Arguments continue Tuesday in the pre-trial hearing on what will and will not be allowed into evidence at the Kobe Bryant rape trial.

Monday's closed-door proceedings focused on what defense lawyers see as a key issue in the case: their insistence that the jury should hear testimony relating to the sex life of Bryant's 19-year-old accuser.

Former boyfriend Johnray Strickland, who met the woman last year at the University of Northern Colorado, and Eagle County sheriff's Detective Doug Winters were among those called to testify Monday.

Defense lawyers say details of the alleged victim's sex life are important evidence because, they argue, injuries found on the woman could have been caused by sex with multiple partners before and after her encounter with Bryant. The prosecution says the woman's sexual history is irrelevant in determining whether or not she was raped.

Lawyers for both sides are also awaiting rulings on whether Bryant's original statements to police and a T-shirt stained with the accusers blood will be allowed as evidence at the trial.

Once those questions are settled, it will be time for the NBA star to formally enter a plea to the charges. CBS News Correspondent Jennifer Miller says that could happen this week.

Both accuser and accused have indicated that they want a trial date set quickly. The trial must be held within six months of a formal plea unless the defendant waives the right to a speedy trial.

State District Judge Terry Ruckriegle has heard testimony from more than a dozen witnesses in previous hearings about the woman's sexual activities around the time of the alleged attack.

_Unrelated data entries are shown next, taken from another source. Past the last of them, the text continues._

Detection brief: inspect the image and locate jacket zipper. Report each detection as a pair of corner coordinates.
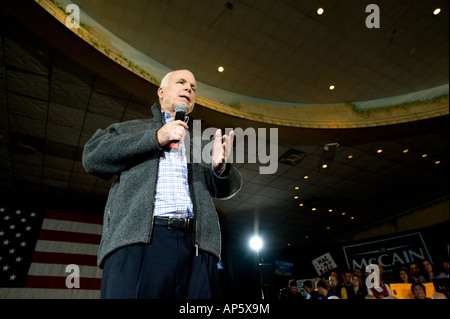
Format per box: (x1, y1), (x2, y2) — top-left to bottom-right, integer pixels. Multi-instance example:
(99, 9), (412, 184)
(187, 127), (199, 256)
(148, 110), (163, 243)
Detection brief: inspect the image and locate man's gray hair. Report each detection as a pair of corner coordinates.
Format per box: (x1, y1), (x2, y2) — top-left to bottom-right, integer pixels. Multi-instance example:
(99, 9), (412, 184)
(159, 70), (194, 88)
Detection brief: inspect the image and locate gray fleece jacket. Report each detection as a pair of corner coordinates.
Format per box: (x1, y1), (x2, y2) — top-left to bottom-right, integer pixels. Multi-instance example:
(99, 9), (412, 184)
(82, 104), (242, 268)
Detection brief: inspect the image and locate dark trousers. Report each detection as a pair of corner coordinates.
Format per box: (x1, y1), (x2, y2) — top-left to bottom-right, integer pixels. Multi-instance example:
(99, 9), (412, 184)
(100, 226), (220, 299)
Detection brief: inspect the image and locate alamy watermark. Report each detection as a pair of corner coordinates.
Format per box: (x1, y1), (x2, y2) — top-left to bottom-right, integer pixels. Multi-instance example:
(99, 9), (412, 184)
(66, 264), (80, 289)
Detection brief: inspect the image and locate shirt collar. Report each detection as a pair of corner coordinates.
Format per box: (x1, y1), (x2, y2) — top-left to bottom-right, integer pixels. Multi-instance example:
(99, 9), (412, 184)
(161, 111), (189, 124)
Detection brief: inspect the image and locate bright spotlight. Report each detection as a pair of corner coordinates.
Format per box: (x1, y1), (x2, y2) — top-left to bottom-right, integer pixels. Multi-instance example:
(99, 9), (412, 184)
(250, 236), (262, 251)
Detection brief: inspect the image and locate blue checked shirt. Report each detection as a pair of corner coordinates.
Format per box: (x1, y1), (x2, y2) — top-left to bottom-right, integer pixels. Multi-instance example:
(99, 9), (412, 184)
(154, 112), (194, 218)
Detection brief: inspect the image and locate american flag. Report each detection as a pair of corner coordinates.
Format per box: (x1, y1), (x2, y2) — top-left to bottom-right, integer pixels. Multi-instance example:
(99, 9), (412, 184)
(0, 206), (102, 299)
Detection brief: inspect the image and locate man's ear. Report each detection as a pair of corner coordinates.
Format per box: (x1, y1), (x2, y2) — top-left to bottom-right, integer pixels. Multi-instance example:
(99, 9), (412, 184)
(158, 87), (164, 99)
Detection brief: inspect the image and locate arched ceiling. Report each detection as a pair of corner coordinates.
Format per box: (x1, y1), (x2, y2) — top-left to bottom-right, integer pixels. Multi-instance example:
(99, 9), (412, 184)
(69, 0), (449, 104)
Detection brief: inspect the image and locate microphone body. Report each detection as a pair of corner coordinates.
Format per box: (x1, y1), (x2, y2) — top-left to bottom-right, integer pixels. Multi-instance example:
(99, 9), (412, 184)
(169, 103), (187, 150)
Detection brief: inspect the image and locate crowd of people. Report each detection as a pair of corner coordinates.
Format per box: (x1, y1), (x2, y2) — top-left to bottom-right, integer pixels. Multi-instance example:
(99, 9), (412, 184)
(278, 260), (449, 300)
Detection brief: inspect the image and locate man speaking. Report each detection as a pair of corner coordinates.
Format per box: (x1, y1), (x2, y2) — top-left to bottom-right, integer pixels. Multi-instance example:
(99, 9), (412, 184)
(82, 70), (242, 299)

Arguments have not yet been scheduled on a separate defense challenge to Colorado's rape-shield law, which generally bars the defense from introducing an alleged victim's sex life as evidence.

"If they can put on credible evidence that she had sex after Kobe Bryant and before she went to the cops, I'm not sure we're even going to have a trial," said Craig Silverman, a former prosecutor who is following the case. "That one fact alone would cause reasonable doubt for one or more of the jurors."

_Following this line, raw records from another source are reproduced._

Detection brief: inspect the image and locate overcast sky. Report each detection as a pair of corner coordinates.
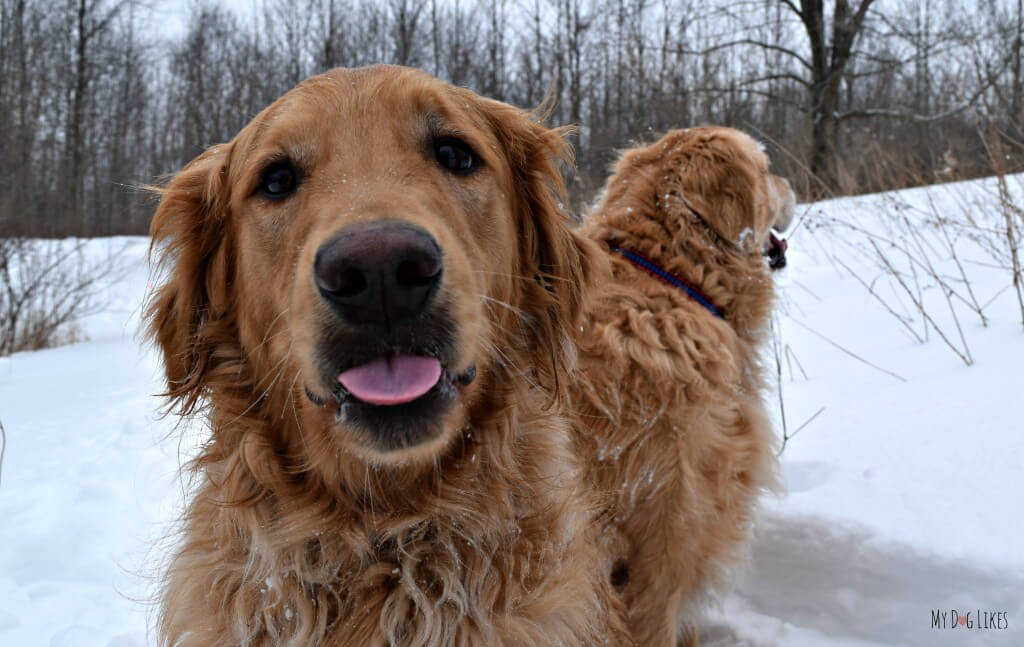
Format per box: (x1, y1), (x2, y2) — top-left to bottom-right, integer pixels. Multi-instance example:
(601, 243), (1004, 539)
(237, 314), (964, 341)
(152, 0), (258, 38)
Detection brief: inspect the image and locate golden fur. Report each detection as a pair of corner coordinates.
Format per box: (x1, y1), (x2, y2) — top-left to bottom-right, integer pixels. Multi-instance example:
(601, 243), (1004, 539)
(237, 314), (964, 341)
(572, 127), (793, 647)
(147, 67), (626, 647)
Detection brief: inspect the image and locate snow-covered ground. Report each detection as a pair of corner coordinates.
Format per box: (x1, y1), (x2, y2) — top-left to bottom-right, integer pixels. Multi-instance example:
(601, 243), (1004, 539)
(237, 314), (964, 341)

The woman's attorney, John Clune, has denied that she had sex with anyone in the hours after her encounter with the NBA star.

Bryant, 25, has said he had consensual sex with the woman at the Vail-area resort where she worked last June. If convicted of felony sexual assault, the Los Angeles Lakers star faces four years to life in prison or 20 years to life on probation.

Bryant, who played in a playoff game Sunday in Houston and is scheduled to play again Wednesday night in Los Angeles, entered the courthouse through a back door. There were no fans on hand.

The rape-shield challenge is one of two critical defense motions Ruckriegle is hoping to finish this week. Bryant's attorneys also say certain evidence should be thrown out because it was gathered illegally.

That evidence includes Bryant's recorded statements to investigators, a T-shirt stained with the woman's blood and a rape kit performed on Bryant after the alleged assault. The defense contends that a court order for the evidence was improperly served.

Even though the testimony was behind closed doors, there was plenty of sniping between the attorneys. Both sides have been bickering for months about whether all evidence has been turned over by the prosecution.

Bryant's attorneys want access to the alleged victim's diaries, as well as disclosure of the amount of money, if any, of state victims' fund compensation money that has gone to the accuser and her family.

In a court filing, District Attorney Mark Hurlbert said prosecutors have complied with all reasonable requests from the defense. Hurlbert said some of the information cannot be turned over under state law.

He said the information about any victims' compensation funds the woman may have received is confidential and therefore has not been provided to lawyers in either side of the case. Such funds, says Hulbert, are in any case paid directly to treatment providers - such as therapists - and not to the victims.

Defense attorney Hal Haddon has said the woman apparently stayed in a $35,000-per-month rehabilitation center in Wickenberg, Ariz., suggesting the money could be an incentive to continue the court battle.

Hurlbert said he did not know where the money was paid - "the prosecution does not rely on tabloid newspapers" - and noted that obtaining personal medical details without permission is a felony.

Experts said the question of whether money from the compensation fund must be disclosed to defense attorneys might be new in Colorado courts. Former prosecutor David Lugert also said he had never heard of victims' compensation money being used for drug or alcohol rehabilitation, rather than living or medical expenses.

"The defense wants to play that into another arrow in their quiver to get at her credibility," Lugert said.

Ruckriegle has already barred defense access to the woman's medical records, though experts say witnesses will likely be called to discuss her purported suicide attempts and antidepressant use.